The problem is shadow VQ is the only solution that can works for all the cases.

>
> For us, the point to deploy vDPA for legacy guest is the acceleration
> (what "A" stands for in "vDPA") part of it so that we can leverage the
> hardware potential if at all possible. Not sure how the shadow VQ
> implementation can easily deal with datapath acceleration without losing
> too much performance?

It's not easy, shadow VQ will lose performance for sure.

>
> > So assuming we depend on the vendor, I don't see anything that is
> > strictly needed in the kernel, the kick or config access before
> > DRIVER_OK can all be handled easily in Qemu unless I miss something.
> Right, that's what I think too it's not quite a lot of work in the
> kernel if vendor device offers the aid/support for transitional. The
> kernel only provides the abstraction of device model (transitional or
> modern-only), while vendor driver may implement early platform feature
> discovery and apply legacy specific quirks (unsupported endianness,
> mismatched page size, unsupported host memory ordering model) that the
> device can't adapt to. I don't say we have to depend on the vendor, but
> the point is that we must assume fully spec compliant transitional
> support (the datapath in particular) from the vendor to get started, as
> I guess it's probably the main motivation for users to deploy it -
> acceleration of legacy guest workload without exhausting host computing
> resource. Even if we get started with shadow VQ to mediate and translate
> the datapath, eventually it may evolve towards leveraging datapath
> offload to hardware if acceleration is the only convincing use case for
> legacy support.

Yes, so as discussed, I don't object the idea, kernel patches are more
than welcomed.

Thanks

>
> Thanks,
> -Siwei
> > The only value to do that in the kernel is that it can work for
> > virtio-vdpa, but modern only virito-vpda is sufficient; we don't need
> > any legacy stuff for that.
> >
> > Thanks
> >
> >> Thanks,
> >> -Siwei
> >>
> >>> Thanks
> >>>
> >>>
> >>>
> >>>> Meanwhile, I'll check internally to see if a legacy only model would
> >>>> work.

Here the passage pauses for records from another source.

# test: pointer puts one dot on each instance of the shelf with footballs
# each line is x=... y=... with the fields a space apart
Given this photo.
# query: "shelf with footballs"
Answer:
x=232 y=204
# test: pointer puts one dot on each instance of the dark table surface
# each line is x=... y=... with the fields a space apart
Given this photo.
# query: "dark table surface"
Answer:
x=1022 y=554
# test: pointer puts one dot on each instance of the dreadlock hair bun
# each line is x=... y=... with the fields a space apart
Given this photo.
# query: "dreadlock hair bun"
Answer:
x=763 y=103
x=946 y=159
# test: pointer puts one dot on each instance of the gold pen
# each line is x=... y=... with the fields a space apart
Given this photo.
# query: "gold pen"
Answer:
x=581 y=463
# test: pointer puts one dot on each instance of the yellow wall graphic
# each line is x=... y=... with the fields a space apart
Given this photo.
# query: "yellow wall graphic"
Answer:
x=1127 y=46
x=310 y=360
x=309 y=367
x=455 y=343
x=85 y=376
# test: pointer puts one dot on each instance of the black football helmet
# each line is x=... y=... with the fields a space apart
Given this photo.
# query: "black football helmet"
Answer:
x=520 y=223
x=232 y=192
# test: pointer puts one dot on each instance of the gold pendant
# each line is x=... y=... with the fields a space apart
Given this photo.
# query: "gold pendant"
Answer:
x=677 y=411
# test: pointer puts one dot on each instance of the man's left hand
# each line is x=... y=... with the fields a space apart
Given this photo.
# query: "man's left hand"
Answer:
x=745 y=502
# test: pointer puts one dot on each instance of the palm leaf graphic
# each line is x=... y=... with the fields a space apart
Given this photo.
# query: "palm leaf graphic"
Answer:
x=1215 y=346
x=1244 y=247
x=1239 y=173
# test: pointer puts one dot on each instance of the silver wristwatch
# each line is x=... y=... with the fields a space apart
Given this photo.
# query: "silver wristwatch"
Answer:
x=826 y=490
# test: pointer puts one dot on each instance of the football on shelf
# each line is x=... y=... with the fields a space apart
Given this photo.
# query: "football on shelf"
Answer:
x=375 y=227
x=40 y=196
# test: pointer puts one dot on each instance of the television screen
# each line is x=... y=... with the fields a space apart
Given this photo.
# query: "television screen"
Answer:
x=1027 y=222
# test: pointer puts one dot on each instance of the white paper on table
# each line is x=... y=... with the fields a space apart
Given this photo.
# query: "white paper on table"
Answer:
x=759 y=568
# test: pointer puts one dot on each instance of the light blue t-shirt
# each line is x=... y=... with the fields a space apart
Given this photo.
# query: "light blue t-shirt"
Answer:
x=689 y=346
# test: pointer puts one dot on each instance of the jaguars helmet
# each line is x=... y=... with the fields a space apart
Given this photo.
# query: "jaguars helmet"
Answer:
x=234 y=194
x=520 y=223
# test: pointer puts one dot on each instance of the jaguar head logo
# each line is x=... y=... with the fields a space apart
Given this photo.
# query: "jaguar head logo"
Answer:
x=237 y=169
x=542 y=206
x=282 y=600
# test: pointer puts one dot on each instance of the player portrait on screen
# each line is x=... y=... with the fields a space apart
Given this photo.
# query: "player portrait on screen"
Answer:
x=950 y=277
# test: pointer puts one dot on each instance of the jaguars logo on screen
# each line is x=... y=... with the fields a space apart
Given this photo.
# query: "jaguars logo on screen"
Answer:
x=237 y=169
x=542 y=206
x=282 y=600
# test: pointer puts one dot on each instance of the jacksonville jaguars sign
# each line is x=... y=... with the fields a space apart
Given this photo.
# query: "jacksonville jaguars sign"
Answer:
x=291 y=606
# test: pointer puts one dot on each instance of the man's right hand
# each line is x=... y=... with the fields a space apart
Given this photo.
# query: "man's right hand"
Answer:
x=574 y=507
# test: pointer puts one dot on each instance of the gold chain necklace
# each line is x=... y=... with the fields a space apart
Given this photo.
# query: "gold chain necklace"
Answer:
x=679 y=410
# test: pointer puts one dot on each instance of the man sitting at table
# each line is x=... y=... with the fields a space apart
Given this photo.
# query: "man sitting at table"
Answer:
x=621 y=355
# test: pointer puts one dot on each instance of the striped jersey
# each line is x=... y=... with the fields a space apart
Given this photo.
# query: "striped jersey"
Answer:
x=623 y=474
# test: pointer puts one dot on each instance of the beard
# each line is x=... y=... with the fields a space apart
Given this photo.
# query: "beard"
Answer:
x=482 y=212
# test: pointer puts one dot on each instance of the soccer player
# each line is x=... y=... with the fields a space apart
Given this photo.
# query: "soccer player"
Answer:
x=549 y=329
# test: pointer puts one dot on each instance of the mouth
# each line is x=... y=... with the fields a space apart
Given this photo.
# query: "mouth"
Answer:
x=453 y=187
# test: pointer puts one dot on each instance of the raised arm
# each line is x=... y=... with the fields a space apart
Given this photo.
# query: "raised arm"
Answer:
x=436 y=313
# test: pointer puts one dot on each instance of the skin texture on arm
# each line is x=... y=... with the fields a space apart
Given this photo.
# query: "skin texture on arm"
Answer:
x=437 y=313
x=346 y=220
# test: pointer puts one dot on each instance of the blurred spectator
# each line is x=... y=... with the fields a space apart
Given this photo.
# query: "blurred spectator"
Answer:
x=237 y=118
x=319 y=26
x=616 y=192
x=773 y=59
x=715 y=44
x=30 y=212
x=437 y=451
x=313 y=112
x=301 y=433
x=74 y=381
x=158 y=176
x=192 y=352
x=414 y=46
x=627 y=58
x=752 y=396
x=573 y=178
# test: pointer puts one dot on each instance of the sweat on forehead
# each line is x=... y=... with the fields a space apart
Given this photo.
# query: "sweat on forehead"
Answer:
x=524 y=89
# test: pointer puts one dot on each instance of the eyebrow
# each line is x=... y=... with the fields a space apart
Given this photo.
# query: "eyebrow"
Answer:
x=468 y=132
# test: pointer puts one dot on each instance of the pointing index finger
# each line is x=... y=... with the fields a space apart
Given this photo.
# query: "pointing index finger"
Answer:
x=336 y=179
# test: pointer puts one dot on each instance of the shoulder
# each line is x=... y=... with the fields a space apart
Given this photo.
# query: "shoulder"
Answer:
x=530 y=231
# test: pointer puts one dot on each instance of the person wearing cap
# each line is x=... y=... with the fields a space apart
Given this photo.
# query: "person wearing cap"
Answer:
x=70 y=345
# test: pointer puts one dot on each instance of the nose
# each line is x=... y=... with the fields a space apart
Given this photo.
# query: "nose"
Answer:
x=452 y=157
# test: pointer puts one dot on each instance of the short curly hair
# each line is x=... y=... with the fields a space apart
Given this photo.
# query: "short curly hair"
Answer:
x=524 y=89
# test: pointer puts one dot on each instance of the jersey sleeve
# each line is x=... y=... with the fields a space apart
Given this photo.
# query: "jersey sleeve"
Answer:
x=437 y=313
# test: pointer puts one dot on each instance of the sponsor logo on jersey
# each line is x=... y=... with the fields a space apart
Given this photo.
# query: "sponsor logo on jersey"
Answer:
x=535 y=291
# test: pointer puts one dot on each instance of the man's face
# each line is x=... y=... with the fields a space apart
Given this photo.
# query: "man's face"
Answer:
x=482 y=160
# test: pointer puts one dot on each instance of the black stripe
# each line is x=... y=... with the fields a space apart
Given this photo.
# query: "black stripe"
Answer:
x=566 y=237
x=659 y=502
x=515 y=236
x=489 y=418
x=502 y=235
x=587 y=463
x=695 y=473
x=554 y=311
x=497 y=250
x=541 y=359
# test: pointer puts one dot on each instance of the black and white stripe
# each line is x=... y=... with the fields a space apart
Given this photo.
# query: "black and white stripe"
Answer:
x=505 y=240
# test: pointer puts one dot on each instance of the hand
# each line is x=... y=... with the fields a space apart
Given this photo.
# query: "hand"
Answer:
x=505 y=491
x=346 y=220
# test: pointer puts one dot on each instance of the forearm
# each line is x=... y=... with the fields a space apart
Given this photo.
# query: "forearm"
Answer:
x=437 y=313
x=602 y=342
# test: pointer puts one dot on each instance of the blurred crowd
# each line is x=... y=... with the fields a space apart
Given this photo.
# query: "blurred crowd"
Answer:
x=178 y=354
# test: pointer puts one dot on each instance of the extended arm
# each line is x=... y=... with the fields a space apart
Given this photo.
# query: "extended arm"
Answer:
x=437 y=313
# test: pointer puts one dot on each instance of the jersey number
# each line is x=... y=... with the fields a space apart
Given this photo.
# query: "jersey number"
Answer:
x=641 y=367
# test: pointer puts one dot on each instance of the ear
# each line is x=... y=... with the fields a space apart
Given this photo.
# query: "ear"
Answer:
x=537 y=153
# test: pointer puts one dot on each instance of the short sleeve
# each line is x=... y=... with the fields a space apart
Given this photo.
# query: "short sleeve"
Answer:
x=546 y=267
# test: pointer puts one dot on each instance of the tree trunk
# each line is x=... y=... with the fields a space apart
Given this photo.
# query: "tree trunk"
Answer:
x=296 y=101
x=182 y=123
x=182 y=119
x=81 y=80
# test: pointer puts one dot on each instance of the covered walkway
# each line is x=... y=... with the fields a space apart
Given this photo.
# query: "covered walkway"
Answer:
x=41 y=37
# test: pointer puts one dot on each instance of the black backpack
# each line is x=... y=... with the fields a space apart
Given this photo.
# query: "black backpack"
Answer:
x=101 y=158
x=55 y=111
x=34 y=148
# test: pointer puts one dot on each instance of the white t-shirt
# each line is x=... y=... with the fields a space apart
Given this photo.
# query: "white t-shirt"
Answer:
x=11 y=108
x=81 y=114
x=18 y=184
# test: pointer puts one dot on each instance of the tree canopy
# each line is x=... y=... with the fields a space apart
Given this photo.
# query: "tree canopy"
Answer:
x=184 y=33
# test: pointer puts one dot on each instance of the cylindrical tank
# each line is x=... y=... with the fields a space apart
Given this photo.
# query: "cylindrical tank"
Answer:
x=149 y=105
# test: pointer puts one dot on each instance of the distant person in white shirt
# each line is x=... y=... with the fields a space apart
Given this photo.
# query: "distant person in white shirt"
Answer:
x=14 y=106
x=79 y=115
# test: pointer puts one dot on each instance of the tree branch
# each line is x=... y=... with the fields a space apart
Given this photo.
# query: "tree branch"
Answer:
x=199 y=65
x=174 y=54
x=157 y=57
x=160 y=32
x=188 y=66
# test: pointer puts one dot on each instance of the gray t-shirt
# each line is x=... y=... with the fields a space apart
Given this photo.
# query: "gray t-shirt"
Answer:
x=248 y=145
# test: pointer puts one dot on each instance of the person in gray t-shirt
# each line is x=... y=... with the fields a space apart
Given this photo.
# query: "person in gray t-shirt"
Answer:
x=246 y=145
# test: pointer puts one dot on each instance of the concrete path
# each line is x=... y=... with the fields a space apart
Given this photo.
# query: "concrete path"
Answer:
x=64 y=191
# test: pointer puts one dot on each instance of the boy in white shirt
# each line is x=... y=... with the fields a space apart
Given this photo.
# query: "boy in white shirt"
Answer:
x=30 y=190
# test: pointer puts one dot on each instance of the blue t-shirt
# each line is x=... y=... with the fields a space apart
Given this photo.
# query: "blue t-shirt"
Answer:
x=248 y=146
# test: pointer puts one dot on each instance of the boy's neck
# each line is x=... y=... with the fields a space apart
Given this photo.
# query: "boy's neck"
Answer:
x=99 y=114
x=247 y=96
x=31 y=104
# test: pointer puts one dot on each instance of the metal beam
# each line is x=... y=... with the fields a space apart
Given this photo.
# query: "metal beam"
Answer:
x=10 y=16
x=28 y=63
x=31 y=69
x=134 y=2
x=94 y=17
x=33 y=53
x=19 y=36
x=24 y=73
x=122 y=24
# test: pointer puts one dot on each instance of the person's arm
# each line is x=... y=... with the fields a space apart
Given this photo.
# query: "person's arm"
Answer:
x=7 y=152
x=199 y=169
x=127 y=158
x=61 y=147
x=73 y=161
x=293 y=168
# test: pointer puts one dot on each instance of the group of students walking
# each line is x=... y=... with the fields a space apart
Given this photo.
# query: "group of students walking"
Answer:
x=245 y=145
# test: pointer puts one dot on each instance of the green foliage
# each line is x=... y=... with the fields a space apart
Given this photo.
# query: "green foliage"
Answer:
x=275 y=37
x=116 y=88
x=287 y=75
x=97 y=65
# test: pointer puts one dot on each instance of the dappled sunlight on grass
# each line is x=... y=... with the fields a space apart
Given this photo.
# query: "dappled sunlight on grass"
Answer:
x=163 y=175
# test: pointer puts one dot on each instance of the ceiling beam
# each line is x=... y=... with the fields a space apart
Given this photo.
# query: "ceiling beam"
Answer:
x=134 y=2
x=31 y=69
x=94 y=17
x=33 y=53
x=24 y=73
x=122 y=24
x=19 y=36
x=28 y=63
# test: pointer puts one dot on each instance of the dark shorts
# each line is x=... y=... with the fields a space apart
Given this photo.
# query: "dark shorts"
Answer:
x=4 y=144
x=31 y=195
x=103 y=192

Thanks.
> >>>>
> >>>> Thanks,
> >>>> -Siwei
> >>>>
> >>>>
> >>>>>>>> On 3/2/2021 2:53 AM, Jason Wang wrote:
> >>>>>>>>> On 2021/3/2 5:47 下午, Michael S. Tsirkin wrote:
> >>>>>>>>>> On Mon, Mar 01, 2021 at 11:56:50AM +0800, Jason Wang wrote:
> >>>>>>>>>>> On 2021/3/1 5:34 上午, Michael S. Tsirkin wrote:
> >>>>>>>>>>>> On Wed, Feb 24, 2021 at 10:24:41AM -0800, Si-Wei Liu wrote:
> >>>>>>>>>>>>>> Detecting it isn't enough though, we will need a new ioctl to notify
> >>>>>>>>>>>>>> the kernel that it's a legacy guest. Ugh :(
> >>>>>>>>>>>>> Well, although I think adding an ioctl is doable, may I
> >>>>>>>>>>>>> know what the use
> >>>>>>>>>>>>> case there will be for kernel to leverage such info
> >>>>>>>>>>>>> directly? Is there a
> >>>>>>>>>>>>> case QEMU can't do with dedicate ioctls later if there's indeed
> >>>>>>>>>>>>> differentiation (legacy v.s. modern) needed?
> >>>>>>>>>>>> BTW a good API could be
> >>>>>>>>>>>>
> >>>>>>>>>>>> #define VHOST_SET_ENDIAN _IOW(VHOST_VIRTIO, ?, int)
> >>>>>>>>>>>> #define VHOST_GET_ENDIAN _IOW(VHOST_VIRTIO, ?, int)
> >>>>>>>>>>>>
> >>>>>>>>>>>> we did it per vring but maybe that was a mistake ...
> >>>>>>>>>>> Actually, I wonder whether it's good time to just not support
> >>>>>>>>>>> legacy driver
> >>>>>>>>>>> for vDPA. Consider:
> >>>>>>>>>>>
> >>>>>>>>>>> 1) It's definition is no-normative
> >>>>>>>>>>> 2) A lot of budren of codes
> >>>>>>>>>>>
> >>>>>>>>>>> So qemu can still present the legacy device since the config
> >>>>>>>>>>> space or other
> >>>>>>>>>>> stuffs that is presented by vhost-vDPA is not expected to be
> >>>>>>>>>>> accessed by
> >>>>>>>>>>> guest directly. Qemu can do the endian conversion when necessary
> >>>>>>>>>>> in this
> >>>>>>>>>>> case?
> >>>>>>>>>>>
> >>>>>>>>>>> Thanks
> >>>>>>>>>>>
> >>>>>>>>>> Overall I would be fine with this approach but we need to avoid breaking
> >>>>>>>>>> working userspace, qemu releases with vdpa support are out there and
> >>>>>>>>>> seem to work for people. Any changes need to take that into account
> >>>>>>>>>> and document compatibility concerns.
> >>>>>>>>> Agree, let me check.
> >>>>>>>>>
> >>>>>>>>>
> >>>>>>>>>>       I note that any hardware
> >>>>>>>>>> implementation is already broken for legacy except on platforms with
> >>>>>>>>>> strong ordering which might be helpful in reducing the scope.
> >>>>>>>>> Yes.
> >>>>>>>>>
> >>>>>>>>> Thanks
> >>>>>>>>>
> >>>>>>>>>
>